The co-pay assistance card is SUPER easy to use. They have a debit card version that you can swipe if you do have to go pick it up, but since my specialty pharmacy only deals with biologicals, they handle everything for me (usually biologicals have to come from the specialty pharmacy.) You usually apply through the copay assistance website. It usually comes with other weird perks, like a nurse hotline and sometimes fancy travel bags.

Oh, mine is not an infusion, it’s a self-injector shot. It does hurt much more compared to a “normal shot”, but I got really used it real quick because it’s only once a week. Also now I don’t even NOTICE other shots, they are like bee stings. One downside is that it needs to be in refrigeration, so there’s a lot of planning if you travel frequently like me and you need to have a sharps disposal container.

Some biologicals you will have to go and get an infusion administered by a nurse, usually a facility, sometimes a chemo center.

As far as how it worked for me- extremely well - I call it Miracle Drug. I went from unable to use my hands well, with flare ups most days, to 99% symptom-free. My current “flare ups” would’ve been a good day before I was on the drug.

I couldn’t hold a pen for 8 years due to my claw-hands, or open jars, and had inflamation in all my small joints and my knees. I took a gram of naproxen (aleve) daily for almost a decade. Most days I couldn’t straighten my elbows beyond 60 degrees. Now I can write pages longhand, and I can figure skate and do double jumps. I can open jars (mostly).

Other than being on a mild immunosuppressant (therefore more susceptible to colds) and a slightly heightened risk of lymphoma, I pretty much have no adverse symptoms. It started working within 3 weeks for me after getting on it, every other drug had felt like a placebo for months. It’s also reversed some long-term damage in my joints. Now I take 0 Aleve and have better function than I did for most of my 20’s.

I think @HaH might also be on a biological if she’s willing to share.


It totally has! They’re called Christian Health Sharing ministries. They’re unregulated “insurance” companies.

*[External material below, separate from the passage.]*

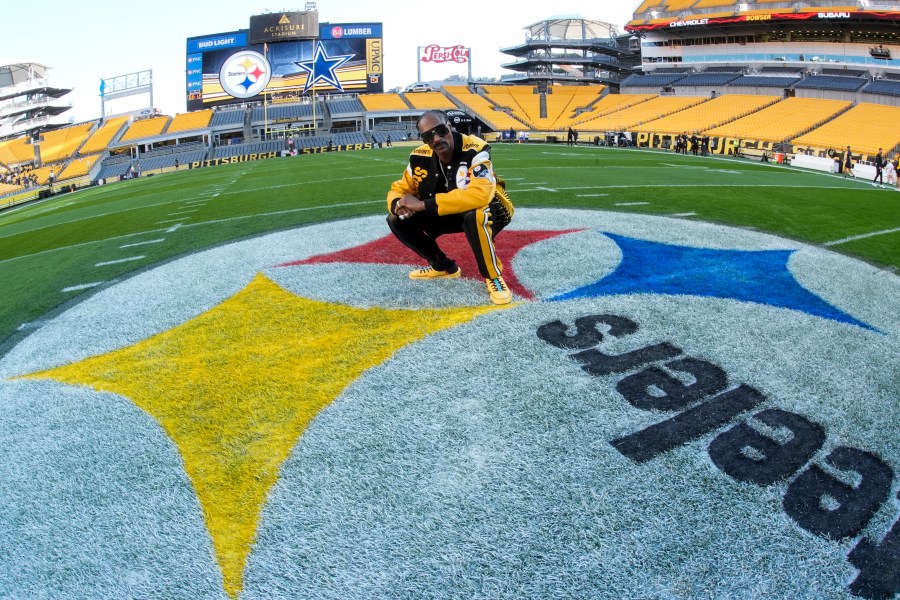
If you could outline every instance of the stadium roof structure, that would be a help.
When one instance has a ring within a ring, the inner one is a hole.
[[[45,64],[34,61],[0,61],[0,92],[33,79],[43,79],[50,70]]]
[[[550,17],[524,27],[525,42],[502,48],[520,60],[501,65],[524,83],[603,83],[616,85],[640,62],[615,25],[577,15]]]
[[[614,39],[620,33],[615,25],[577,15],[549,17],[528,25],[525,30],[529,39],[546,41]]]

Oh @Gilly one last thing I thought of: I do have to get a CBC every ~8 weeks to get my prescription renewed, which is super easy since I life close to the clinic and it takes 3 minutes to draw blood, but with my travel schedule can sometimes be annoying. It’s actually less annoying than having to get my liver levels checked every 4 weeks like I did on MTX.


Ugh I completely forgot about those – I know way more witchy woowoo folks than I do Christian folks, so I was thinking about herbalists and the care itself (versus paying for it).

How I wish we just had a sensible single payer system.